In addressing current and future challenges, we can look to both historical and global precedents to direct our path.
With clear benefit to the community, how does this affect the individual house dweller? Many of these parking provisions are designed around convenience, but that doesn’t have to be compromised. Offsite carparking would be within walkable distances such as those currently implemented in apartment and townhouse complexes, with access for all. Service roads and drop-off points would allow domestic and city service vehicles access to the dwellings without compromising the expanded green spaces. By removing the need for on-site domestic vehicle parking, in the context of missing middle developments, we could reclaim between 10% and 20% of the site area. Within the context of a suburb, this is hugely significant. This additional space could be used for additional dwellings on site and subletting, more space for internal and external living areas, increased private garden space for food gardens and family activities, more public outdoor space for community building, or extra areas for the things we love – canoes, bicycles, workshops, cubby houses, the list goes on. Within the shared parking facility, opportunities to own more or less parking spaces, as circumstances change allow people flexibility, particularly significant to small business owners or sole traders who often struggle to find additional parking in suburban environments near their homes, and those whose household members change over time.

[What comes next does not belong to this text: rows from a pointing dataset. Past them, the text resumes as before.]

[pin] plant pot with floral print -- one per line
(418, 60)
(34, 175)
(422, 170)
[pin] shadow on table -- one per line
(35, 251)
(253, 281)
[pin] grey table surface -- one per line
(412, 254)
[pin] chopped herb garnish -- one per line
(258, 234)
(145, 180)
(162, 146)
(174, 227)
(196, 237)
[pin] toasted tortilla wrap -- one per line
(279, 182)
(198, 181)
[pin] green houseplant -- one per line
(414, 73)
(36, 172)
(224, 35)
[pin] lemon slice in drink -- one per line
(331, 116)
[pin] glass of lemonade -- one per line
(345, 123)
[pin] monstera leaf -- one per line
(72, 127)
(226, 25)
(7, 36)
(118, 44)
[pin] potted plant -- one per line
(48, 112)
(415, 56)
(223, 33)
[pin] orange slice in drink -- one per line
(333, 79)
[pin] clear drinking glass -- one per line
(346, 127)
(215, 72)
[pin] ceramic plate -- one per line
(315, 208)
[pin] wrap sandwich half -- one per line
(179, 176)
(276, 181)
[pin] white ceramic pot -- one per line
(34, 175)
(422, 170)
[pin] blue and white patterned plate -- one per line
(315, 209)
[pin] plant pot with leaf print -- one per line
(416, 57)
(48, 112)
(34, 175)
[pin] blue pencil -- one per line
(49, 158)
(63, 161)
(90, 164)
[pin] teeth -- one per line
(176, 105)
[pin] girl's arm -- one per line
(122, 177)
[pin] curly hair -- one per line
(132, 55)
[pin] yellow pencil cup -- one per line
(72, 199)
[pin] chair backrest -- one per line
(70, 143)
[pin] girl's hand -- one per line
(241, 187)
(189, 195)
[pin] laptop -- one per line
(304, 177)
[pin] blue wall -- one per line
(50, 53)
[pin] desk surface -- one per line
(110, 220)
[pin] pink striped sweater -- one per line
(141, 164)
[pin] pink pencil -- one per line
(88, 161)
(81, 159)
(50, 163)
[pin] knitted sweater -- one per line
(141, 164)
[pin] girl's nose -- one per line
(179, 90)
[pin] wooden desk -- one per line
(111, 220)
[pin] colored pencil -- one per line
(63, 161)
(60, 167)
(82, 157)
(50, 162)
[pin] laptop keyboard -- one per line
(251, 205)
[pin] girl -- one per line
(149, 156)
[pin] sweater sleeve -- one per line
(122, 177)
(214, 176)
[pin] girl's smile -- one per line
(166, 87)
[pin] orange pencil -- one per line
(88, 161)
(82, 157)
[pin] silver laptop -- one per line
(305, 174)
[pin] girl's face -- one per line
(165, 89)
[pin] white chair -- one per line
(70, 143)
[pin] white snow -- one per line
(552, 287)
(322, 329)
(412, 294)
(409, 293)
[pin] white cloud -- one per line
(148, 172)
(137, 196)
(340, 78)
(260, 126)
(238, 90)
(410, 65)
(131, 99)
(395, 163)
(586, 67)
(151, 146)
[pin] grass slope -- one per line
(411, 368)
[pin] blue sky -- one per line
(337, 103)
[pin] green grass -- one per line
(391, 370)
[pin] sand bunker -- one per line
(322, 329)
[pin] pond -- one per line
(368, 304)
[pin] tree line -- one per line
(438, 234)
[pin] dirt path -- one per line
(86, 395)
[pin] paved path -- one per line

The opportunities are endless, but essentially, the focus is on us and our well-being, not our cars. These innovations not only improve the functionality of individual housing blocks by relocating domestic vehicle storage off site but also offer a broader benefit: shifting the focus away from cars and infrastructure, and towards more vibrant, community-oriented, human-scale environments.
We love our cities for what they represent and offer: community, connection, convenience, history, place, and belonging. With the rapid evolution of technology, now is the time to reimagine the suburban model in our changing cities, and to evolve their fundamental ideals rather than lose them.